Your supply chain partners are an integral part of your success and you can never fully control their networks and their guardrails. Which means even more pressure on you to maintain your security. Here are three key things to think about to stay secure:
Start with Comprehensive Visibility
The foundation for security starts with visibility. Without visibility into your OT environment, there can be no prioritization of data, applications, assets, and systems to secure against cyberattacks. After all, your organization cannot secure what you can’t see. This includes visibility into interfaces with third-party networks and systems, third-party remote access, and device communications. Especially for the latter where it is difficult to pre-filter hardware or software products that may have backdoors or malicious software pre-embedded. Visibility plays a vital role in detecting command and control traffic that are indicators of compromise.
Achieving visibility starts with an extensive inventory of the OT systems and components involved, including legacy systems nearing end-of-life. Complete awareness of assets, their vulnerabilities, communications flows, and roles within industrial processes is imperative to establishing a security posture and applying the appropriate security policies across the OT network.

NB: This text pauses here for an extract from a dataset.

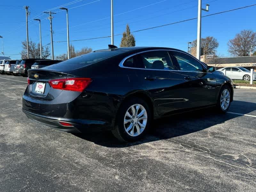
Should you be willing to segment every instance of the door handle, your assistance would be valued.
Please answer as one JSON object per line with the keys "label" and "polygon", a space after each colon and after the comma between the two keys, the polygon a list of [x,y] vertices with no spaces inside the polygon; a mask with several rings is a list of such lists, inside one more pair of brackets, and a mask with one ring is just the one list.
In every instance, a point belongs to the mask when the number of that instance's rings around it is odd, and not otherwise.
{"label": "door handle", "polygon": [[153,81],[155,79],[156,79],[156,77],[152,77],[150,76],[148,76],[145,77],[145,79],[146,80],[149,80],[149,81]]}
{"label": "door handle", "polygon": [[191,80],[192,79],[192,77],[190,77],[189,76],[186,76],[184,78],[186,79],[186,80]]}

Zero Trust for Every OT Environment
Attackers are using sophisticated methods to get into your network - including through your supply chain. In this context, Zero Trust security is a critical approach for safeguarding every OT environment in today's digital landscape. Zero Trust challenges the traditional notion of trusting everything within your network and instead operates on the principle of "never trust, always verify." It's essential because it recognizes that threats can come from both external and internal sources, and it requires continuous authentication and authorization for any user or device trying to access resources within the network. While adaptations may be needed to accommodate the legacy aspects of many OT systems, by adopting Zero Trust, you help ensure continuous protection for the critical assets in your operational network - whether it's an entire industrial control system, a legacy engineering workstation on the factory floor, a remote worker's laptop, or a cutting-edge 5G-connected device.
Simplicity is Key
Managing an OT environment is hard enough for most organizations. When you start adding multiple OT environments, multiple global suppliers, and almost unlimited working locations, the complexity scales exponentially. While it is tempting to use point solutions for each unique security challenge - such as for devices, for 5G, for remote access, for visibility - this just adds even more architectural and operational complexity when you try to stitch them all together. That's why it's important to think holistically about a solution that covers all of your environments and all of the ways suppliers participate in them, such as a consolidated platform approach.
In the era of digital transformation and globalization, the supply chain is becoming more and more important and more and more risky. A holistic solution can help address the risks and provide comprehensive visibility that affords the operational team the right information at the right time and addresses the right instance where action is necessary to both avoid and terminate any anomalous activity that may put OT systems at risk.